Noticing that Torq features a ‘sync’ mode, I was keen to test this out and see how accurate it was. Clicking the ‘Sync’ arrow on either deck will automatically synchronise the BPM of that deck to the opposite deck, which should keep the two decks in-time with each other.
Initially, mixing dubstep proved difficulty for the BPM Sync to deal with and kept throwing the mix out of time. This might have been because many dubstep tracks beats have a swing feel to them which the software couldn’t cope with. Switching to house and techno yielded far better results but occasionally threw a spanner in the works by not locking tightly to the tracks I was mixing. These mixed results lead me to sacking this function off in favour of using my own judgement and mixing the old-fashioned way.

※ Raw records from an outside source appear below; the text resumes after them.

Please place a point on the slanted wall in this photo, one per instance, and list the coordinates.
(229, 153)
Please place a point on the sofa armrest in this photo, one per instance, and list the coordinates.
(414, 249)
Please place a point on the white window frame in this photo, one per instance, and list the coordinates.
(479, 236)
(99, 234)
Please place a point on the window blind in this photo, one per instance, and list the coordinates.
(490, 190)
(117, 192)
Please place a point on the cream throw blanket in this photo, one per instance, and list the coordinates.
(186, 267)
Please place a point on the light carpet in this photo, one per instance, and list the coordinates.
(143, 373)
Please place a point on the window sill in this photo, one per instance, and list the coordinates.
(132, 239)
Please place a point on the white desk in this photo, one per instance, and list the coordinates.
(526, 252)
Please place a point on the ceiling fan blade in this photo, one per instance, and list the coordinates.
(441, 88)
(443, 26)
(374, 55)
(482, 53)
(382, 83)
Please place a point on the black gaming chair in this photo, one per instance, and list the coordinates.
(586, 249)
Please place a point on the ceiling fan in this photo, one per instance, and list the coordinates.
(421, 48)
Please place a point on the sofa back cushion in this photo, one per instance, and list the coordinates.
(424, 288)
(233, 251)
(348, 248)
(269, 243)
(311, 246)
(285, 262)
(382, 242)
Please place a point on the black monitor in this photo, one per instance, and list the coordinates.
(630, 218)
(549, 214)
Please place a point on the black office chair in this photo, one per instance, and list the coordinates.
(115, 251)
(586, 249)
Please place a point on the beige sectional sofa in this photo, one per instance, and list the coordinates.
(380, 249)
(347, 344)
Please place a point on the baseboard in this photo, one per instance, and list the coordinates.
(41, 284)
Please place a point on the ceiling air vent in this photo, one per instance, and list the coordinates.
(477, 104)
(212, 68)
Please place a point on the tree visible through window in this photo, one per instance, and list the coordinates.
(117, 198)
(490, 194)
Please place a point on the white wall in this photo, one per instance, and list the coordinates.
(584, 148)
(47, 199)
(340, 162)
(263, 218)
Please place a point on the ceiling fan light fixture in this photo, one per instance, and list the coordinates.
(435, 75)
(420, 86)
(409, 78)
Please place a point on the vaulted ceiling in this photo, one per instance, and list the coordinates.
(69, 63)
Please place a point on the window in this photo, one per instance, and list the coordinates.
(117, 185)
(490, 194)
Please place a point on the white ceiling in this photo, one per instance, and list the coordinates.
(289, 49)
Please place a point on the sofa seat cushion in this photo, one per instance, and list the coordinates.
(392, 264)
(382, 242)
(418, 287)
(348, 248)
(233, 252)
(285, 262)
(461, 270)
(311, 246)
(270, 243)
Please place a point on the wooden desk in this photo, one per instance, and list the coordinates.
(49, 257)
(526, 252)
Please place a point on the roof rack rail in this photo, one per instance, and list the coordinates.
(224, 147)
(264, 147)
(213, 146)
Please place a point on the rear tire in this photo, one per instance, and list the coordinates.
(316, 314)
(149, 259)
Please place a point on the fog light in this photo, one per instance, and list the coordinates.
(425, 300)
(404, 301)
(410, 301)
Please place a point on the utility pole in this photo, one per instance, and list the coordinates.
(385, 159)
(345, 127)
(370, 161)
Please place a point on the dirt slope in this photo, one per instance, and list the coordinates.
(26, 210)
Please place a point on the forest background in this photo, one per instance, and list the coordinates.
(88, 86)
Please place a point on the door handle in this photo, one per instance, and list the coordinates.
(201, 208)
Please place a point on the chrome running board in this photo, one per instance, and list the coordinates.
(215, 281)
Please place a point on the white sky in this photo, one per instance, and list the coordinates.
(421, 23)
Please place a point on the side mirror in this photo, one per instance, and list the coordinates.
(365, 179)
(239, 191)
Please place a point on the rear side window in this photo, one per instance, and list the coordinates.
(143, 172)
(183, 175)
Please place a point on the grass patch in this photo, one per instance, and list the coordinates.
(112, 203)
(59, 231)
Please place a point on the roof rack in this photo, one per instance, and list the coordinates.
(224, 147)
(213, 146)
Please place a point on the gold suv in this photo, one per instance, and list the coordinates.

The other functions of the software worked fine and without any more glaring issues concerning usability, I was able to mix quite happily without any gripes. The software is fairly well-laid out and as there aren’t too many controls overcrowding the on-screen display. Most people, whether beginner or professional, should have no trouble figuring out how it all works.
In terms of build quality of the X-Session Pro, it’s not as durable as the popular ‘Faderfox Micromodul DX2 DJ MIDI Controller’ or the ‘Allen & Heath XONE:1D Professional DJ MIDI Controller’, but then again these controllers cost more than double and don’t come bundled with any software. The eight rubber buttons on the X-session feel solid and have a nice click to them when pressed. The 12 plastic rotary knobs are fairly solid, as are the five faders.
All-in-all, I can recommend M-Audio’s Torq Mixlab to someone starting out, who already owns a computer and wants a reasonably priced all-in-one solution to get going with. It’s also a good choice for someone who DJs at parties and doesn’t want to fork out for something with a professional price tag.
It’s worth bearing in mind that as the X-Session Pro works as a standard USB MIDI controller, it can be easily configured to work with Ableton Live, Traktor Scratch, Cubase, Logic, or any other software that works with a MIDI controller, so in many ways, this is for everyone!